Davis advocates for the advancement of other women in her field and has used her experience and leadership acumen to leverage mentoring relationships for women in a variety of career fields. She has a Bachelor of Arts degree in Criminal Justice and a Master’ s degree in Public Administration.
Jennifer Hinchey is a Victim/Witness Services Coordinator at the City of Durham Police Department. Jennifer has extensive experience offering support to victims of crime, with a passion for serving survivors of domestic and sexual violence. Jennifer has provided intervention services in law enforcement, court, and community based agency settings. Jennifer believes in a person centered approach when meeting the needs of individuals. She recognizes the value in a coordinated community response that promotes victim safety and offender accountability.
Jennifer, originally from upstate New York, received her Masters of Education in Community Based Counseling from the State University of New York College at Brockport. Jennifer’s undergraduate degree, also from the State University of New York College at Brockport, is a dual major in Health Science and Women Studies with a minor in Criminal Justice.
Assistant United States Attorney Kimlani Ford is the Civil Rights and VAWA coordinator for the U.S. Attorney’s Office in the Western District of North Carolina. During her 18 years as an AUSA, Kimlani has prosecuted crimes involving drugs, guns, child pornography, federal domestic violence, and sex trafficking. Prior to her employment with the U.S. Attorney’s Office, Kimlani served as an assistant district attorney in Union, Anson, Stanly, and Richmond counties.

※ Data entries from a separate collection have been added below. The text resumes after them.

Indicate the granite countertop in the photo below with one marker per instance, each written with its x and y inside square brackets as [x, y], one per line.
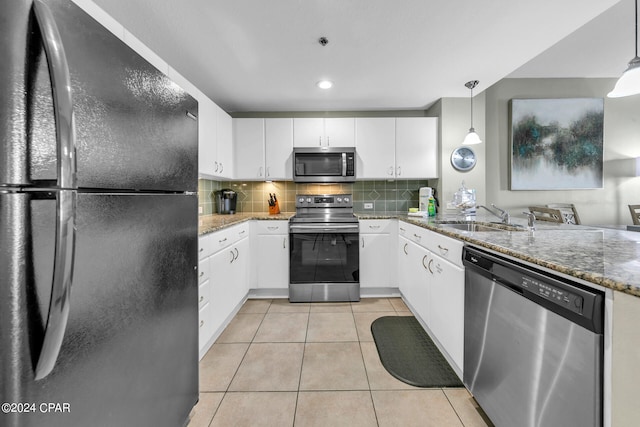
[210, 223]
[604, 256]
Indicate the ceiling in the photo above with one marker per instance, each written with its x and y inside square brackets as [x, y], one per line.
[255, 55]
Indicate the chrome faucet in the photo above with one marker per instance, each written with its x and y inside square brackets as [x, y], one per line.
[531, 224]
[503, 215]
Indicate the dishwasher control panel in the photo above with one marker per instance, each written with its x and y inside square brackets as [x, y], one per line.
[556, 294]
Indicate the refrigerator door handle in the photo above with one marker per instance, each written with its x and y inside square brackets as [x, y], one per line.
[62, 97]
[66, 197]
[63, 263]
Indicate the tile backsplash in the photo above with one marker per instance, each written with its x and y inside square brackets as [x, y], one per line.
[386, 196]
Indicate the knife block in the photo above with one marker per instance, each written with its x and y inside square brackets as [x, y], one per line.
[275, 209]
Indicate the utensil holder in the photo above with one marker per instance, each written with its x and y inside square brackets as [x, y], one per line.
[275, 209]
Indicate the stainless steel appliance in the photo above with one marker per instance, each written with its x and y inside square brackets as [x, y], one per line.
[533, 346]
[324, 252]
[226, 201]
[98, 228]
[324, 164]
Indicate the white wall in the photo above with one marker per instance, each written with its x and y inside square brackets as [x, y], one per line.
[621, 146]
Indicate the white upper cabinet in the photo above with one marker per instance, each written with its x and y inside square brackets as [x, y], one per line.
[375, 147]
[224, 143]
[278, 147]
[248, 138]
[416, 147]
[207, 137]
[319, 132]
[398, 148]
[262, 148]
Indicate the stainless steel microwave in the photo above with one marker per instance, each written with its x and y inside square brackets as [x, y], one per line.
[324, 164]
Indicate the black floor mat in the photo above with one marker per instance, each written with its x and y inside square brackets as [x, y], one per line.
[409, 354]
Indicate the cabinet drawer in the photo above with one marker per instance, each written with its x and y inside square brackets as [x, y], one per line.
[446, 247]
[203, 270]
[271, 227]
[376, 226]
[229, 236]
[205, 245]
[414, 233]
[204, 293]
[204, 318]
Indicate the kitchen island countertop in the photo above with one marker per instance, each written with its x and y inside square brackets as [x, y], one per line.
[603, 256]
[210, 223]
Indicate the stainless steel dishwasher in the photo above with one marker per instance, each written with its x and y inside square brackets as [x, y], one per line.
[533, 344]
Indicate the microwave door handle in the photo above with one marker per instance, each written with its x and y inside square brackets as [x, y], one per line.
[344, 164]
[66, 197]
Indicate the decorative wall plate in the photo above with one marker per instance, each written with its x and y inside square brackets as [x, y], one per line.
[463, 159]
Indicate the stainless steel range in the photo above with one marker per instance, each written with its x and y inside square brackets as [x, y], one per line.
[324, 252]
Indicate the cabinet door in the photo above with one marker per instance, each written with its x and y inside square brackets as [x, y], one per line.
[308, 132]
[404, 267]
[421, 281]
[375, 147]
[239, 285]
[221, 279]
[413, 276]
[416, 147]
[447, 307]
[207, 138]
[376, 255]
[224, 128]
[339, 132]
[273, 261]
[278, 148]
[249, 137]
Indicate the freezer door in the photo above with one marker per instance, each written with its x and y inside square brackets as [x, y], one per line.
[134, 128]
[129, 355]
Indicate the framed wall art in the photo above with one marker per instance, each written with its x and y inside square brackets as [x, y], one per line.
[556, 144]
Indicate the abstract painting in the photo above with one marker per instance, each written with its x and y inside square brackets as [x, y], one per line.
[556, 144]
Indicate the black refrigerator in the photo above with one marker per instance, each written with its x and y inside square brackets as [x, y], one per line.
[98, 227]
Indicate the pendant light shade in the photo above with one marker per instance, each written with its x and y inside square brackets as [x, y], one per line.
[629, 83]
[472, 137]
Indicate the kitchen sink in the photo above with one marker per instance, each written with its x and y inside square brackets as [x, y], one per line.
[479, 227]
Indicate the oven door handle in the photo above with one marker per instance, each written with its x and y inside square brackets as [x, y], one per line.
[308, 228]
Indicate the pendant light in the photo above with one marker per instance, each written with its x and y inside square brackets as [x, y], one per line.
[472, 137]
[629, 83]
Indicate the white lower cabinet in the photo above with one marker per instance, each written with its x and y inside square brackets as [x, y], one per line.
[377, 258]
[270, 254]
[224, 280]
[413, 277]
[431, 279]
[446, 308]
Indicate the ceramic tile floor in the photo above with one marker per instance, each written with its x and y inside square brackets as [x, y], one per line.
[281, 364]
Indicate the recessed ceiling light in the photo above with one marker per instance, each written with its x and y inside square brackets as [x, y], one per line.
[324, 84]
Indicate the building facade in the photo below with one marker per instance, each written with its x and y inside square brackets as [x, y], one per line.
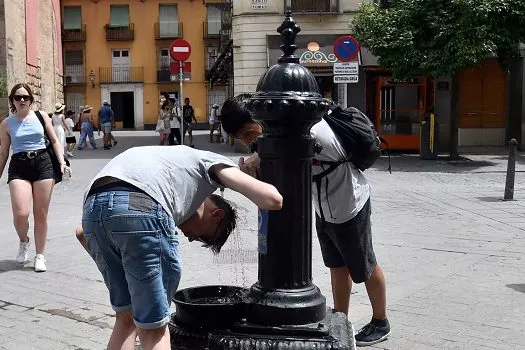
[486, 116]
[118, 50]
[30, 50]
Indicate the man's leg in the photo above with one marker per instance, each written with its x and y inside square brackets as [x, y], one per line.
[124, 332]
[155, 339]
[376, 289]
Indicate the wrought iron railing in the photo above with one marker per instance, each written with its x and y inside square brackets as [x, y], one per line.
[168, 30]
[211, 29]
[312, 6]
[122, 33]
[74, 35]
[108, 75]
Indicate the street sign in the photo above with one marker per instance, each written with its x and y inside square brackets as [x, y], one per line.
[346, 48]
[346, 68]
[346, 79]
[180, 50]
[175, 67]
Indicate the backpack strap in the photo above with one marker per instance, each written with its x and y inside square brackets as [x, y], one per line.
[319, 177]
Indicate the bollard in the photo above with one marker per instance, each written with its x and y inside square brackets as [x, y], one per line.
[511, 171]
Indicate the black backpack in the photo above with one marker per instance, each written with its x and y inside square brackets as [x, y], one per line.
[359, 139]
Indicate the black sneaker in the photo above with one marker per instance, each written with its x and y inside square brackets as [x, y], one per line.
[371, 334]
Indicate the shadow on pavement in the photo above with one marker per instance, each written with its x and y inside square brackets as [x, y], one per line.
[11, 265]
[517, 287]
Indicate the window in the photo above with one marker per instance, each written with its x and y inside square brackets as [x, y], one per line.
[72, 17]
[214, 20]
[168, 20]
[119, 16]
[165, 59]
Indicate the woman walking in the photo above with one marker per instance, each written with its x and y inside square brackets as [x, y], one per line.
[30, 175]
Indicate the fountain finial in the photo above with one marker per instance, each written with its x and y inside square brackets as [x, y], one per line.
[288, 30]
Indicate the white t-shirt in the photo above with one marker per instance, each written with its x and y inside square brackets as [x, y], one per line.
[69, 127]
[348, 191]
[178, 178]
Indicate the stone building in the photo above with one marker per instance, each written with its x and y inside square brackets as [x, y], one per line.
[31, 50]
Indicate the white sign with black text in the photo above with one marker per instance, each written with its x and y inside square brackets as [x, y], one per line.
[346, 68]
[346, 79]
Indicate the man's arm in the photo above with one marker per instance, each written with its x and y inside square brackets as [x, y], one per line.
[264, 195]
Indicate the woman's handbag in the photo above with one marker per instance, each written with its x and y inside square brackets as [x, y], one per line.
[51, 151]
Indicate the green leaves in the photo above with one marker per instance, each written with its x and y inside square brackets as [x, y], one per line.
[440, 37]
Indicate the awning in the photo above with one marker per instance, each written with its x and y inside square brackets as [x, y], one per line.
[222, 70]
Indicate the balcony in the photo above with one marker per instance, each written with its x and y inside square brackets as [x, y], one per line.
[74, 35]
[168, 30]
[74, 74]
[313, 6]
[211, 30]
[124, 33]
[111, 75]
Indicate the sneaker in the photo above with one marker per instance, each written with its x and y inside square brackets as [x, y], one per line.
[371, 334]
[21, 256]
[40, 263]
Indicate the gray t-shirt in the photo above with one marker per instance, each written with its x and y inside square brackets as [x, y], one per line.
[177, 177]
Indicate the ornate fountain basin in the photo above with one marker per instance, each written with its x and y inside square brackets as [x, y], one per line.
[210, 307]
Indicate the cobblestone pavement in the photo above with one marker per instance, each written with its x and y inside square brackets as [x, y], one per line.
[452, 251]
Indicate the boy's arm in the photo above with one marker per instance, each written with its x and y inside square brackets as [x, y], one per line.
[264, 195]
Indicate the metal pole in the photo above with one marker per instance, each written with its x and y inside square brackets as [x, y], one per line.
[181, 99]
[511, 171]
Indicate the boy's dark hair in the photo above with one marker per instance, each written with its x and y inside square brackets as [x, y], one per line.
[234, 113]
[227, 224]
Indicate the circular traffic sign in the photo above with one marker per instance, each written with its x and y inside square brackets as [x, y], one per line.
[346, 48]
[180, 50]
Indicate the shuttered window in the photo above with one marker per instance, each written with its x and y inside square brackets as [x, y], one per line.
[119, 16]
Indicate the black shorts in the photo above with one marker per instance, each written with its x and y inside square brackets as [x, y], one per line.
[71, 139]
[35, 169]
[349, 244]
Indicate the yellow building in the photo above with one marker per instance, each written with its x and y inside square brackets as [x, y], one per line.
[118, 50]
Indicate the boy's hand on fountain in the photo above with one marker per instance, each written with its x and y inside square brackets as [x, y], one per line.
[264, 195]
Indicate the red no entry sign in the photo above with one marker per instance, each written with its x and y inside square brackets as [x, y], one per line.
[180, 50]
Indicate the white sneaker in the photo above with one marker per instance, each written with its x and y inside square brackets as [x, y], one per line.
[21, 256]
[40, 263]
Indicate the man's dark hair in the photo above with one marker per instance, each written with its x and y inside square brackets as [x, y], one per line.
[227, 224]
[234, 114]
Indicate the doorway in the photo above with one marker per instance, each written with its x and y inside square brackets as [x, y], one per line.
[123, 104]
[120, 66]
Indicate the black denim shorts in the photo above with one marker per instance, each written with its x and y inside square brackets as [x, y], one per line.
[34, 169]
[349, 244]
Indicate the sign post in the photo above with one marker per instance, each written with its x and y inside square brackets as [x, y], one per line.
[346, 49]
[180, 51]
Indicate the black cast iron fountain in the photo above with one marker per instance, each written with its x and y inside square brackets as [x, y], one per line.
[284, 309]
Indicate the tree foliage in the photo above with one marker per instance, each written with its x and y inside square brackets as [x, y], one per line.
[440, 37]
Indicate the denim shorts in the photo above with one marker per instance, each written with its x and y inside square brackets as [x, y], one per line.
[135, 245]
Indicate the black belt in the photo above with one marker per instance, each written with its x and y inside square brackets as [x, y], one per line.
[28, 154]
[115, 186]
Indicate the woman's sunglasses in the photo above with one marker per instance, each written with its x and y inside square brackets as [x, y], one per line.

Deanna Walters is a survivor, of intimate partner violence. Deanna and her daughter were kidnapped by her estranged husband. For nearly a week in November 2008, federal documents state that Walters was subjected to a gauntlet of physical and emotional abuse during the course of a six-day trucking trip with her now ex-husband, Robbie Howell. In August 2010, Howell was convicted of interstate domestic violence and kidnapping charges that stemmed from that assault. He was sentenced in June and received more than 20 years in federal prison. In the months and now years that followed her escape from the beatings that came from the hands of her attacker, she is stronger than ever before. Deanna’s story is featured in Private Violence, a feature-length documentary from HBO that follows Deanna’s journey to become a domestic violence survivor and rebuild her life. Deanna is now able to take her experience, wisdom, and courage and help other women and children. She received her Bachelors’ of Social Work from Appalachian State University, is currently a shift manager at Bojangles. She also has volunteered with a domestic violence program and Impact Batterers program.
David Elliott, Deputy Chief of Staff and Special Deputy Attorney General, has served in the North Carolina Department of Justice since 1997. Elliott spent 10 years as a litigator in the Consumer Protection Division. Since 2007, David has been the Director of the Victims and Citizens Services section of the North Carolina Department of Justice, where he has advocated against domestic violence, sexual assault, and human trafficking. David is a native of Chapel Hill and a graduate of the University of North Carolina at Chapel Hill and Duke University School of Law.